Community Criticism Emerges
Despite the reaffirmed vision, critics highlighted what they see as contradictions between Binance’s messaging and its recent trajectory.
Binance's vision has always been to support the freedom of money globally.
People should be able to use their money how and where they wish.
We remain committed to making that a reality.
— Richard Teng (@_RichardTeng) January 6, 2026
One area of concern involves speculation surrounding an alleged coordinated attack on Hyperliquid, a decentralized exchange competing with centralized platforms. While no confirmation has been provided, some community members questioned the timing of Teng’s emphasis on transparency and security amid those claims.

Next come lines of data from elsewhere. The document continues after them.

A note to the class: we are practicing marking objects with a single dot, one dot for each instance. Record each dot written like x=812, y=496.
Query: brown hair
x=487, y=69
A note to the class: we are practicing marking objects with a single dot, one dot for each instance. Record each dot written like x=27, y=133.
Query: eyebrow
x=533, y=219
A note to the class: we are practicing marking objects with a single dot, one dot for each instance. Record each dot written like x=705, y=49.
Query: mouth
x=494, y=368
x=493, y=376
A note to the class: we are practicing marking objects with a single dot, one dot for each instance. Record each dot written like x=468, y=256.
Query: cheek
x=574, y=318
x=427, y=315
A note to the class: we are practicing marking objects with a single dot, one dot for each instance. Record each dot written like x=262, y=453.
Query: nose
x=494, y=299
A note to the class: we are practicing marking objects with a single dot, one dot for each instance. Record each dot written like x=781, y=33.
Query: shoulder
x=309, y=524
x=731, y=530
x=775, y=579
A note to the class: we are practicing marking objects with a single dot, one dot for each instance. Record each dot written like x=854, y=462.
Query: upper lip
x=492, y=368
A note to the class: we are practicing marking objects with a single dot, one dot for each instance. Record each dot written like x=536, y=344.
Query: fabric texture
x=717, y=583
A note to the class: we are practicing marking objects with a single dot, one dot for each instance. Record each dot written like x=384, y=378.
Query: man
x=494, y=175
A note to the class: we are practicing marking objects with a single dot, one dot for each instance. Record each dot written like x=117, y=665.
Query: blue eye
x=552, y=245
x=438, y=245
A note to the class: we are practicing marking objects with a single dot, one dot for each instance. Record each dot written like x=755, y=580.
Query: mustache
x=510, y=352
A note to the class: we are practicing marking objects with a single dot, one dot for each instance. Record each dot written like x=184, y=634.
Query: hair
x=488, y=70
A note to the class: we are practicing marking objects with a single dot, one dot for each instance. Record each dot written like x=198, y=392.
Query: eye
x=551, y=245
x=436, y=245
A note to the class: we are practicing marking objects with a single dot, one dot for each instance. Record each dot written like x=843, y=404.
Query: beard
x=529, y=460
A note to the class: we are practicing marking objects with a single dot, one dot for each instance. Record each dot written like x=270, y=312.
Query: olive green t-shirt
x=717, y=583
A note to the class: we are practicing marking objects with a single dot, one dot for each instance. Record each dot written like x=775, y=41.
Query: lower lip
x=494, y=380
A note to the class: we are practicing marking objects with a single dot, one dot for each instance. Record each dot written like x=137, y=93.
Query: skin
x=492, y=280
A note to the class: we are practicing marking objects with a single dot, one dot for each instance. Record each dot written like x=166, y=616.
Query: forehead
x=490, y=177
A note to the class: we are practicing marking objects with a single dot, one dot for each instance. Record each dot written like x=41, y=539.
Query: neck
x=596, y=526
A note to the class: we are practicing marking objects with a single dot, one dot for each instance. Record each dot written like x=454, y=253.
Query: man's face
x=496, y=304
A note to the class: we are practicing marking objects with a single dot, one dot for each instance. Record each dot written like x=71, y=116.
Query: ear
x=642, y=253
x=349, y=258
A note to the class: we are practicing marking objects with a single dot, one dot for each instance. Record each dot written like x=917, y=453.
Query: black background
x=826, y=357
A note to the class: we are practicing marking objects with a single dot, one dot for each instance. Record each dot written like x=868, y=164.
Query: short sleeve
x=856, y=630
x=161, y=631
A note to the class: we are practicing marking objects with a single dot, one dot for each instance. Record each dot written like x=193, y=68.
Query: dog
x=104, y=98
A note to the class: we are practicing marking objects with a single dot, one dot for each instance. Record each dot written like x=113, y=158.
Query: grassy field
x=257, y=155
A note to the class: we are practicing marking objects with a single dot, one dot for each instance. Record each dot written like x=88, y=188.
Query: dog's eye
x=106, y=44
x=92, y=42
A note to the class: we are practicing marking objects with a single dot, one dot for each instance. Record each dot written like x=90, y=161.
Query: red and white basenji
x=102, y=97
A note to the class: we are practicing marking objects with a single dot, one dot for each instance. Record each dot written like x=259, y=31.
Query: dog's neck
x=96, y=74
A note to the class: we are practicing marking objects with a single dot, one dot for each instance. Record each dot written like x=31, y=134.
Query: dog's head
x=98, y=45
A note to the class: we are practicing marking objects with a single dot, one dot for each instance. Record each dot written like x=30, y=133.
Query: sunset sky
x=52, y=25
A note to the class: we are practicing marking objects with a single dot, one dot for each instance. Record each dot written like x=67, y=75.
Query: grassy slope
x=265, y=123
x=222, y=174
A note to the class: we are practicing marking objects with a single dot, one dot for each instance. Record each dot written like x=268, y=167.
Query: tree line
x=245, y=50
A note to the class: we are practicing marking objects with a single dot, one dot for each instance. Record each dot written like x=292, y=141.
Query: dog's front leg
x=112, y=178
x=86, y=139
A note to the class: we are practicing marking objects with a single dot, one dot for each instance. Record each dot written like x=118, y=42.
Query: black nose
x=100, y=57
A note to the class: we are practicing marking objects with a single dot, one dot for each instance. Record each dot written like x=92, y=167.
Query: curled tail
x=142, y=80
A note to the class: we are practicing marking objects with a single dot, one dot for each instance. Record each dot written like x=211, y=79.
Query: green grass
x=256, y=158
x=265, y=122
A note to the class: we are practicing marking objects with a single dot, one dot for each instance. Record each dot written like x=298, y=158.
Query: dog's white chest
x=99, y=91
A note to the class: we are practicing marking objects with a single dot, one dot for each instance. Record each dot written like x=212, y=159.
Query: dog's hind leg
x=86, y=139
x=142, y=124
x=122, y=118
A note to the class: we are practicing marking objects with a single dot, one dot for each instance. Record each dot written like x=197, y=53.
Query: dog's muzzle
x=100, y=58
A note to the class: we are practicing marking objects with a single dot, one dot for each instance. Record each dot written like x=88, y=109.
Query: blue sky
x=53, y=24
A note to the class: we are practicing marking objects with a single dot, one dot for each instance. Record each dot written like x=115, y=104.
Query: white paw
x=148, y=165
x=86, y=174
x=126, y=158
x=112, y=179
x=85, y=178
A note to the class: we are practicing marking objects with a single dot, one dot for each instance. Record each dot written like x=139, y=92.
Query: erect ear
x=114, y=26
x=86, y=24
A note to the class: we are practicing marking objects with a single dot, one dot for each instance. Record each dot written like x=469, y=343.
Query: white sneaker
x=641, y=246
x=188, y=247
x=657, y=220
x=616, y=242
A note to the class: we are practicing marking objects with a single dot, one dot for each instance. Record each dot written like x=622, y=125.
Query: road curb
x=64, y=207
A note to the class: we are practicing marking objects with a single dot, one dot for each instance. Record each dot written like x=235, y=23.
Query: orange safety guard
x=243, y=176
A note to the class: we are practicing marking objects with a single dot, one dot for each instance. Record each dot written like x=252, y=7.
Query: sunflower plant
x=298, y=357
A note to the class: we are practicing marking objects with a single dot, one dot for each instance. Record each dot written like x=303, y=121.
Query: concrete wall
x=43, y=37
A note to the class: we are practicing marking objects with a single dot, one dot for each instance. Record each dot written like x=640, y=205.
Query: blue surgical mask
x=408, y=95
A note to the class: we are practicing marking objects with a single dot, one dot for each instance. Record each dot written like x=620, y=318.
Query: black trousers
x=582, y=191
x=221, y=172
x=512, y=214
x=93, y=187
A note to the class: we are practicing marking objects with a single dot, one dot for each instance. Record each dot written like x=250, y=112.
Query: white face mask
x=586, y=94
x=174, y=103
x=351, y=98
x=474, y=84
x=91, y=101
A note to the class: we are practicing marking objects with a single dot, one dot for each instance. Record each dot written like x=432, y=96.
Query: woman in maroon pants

Others pointed to Binance’s evolving business model under Teng’s leadership. Since becoming CEO, he has promoted a framework of “responsible growth,” prioritizing regulatory compliance and maintaining a 1:1 backing of user assets. Critics argue that this approach increasingly resembles traditional financial institutions and may dilute the decentralized ethos that originally defined the crypto industry.
Transparency and Legal Concerns
Additional criticism has focused on transparency. Despite repeated assurances of financial strength, some analysts continue to note the absence of a fully audited disclosure covering Binance’s fiat reserves and company liabilities.
The exchange also remains under legal and regulatory scrutiny tied to its historical role in money laundering cases, even following its $4.3 billion settlement in late 2023. These unresolved issues have fueled skepticism among users questioning whether Binance can simultaneously champion financial freedom while operating within tightening regulatory frameworks.
Teng’s 2026 Strategy
Teng has downplayed the speculative excesses of previous crypto cycles, describing them as “hype.” Instead, he has identified stablecoins, real-world asset tokenization, and AI integration as the structural foundation of the industry by the end of 2026.
He maintains that although crypto is “growing up,” Binance will continue to function as a distributed organization, even as it secures additional licenses and expands regulated operations worldwide.
The debate highlights an ongoing tension within the crypto space: balancing institutional legitimacy and compliance with the original promise of decentralized financial freedom.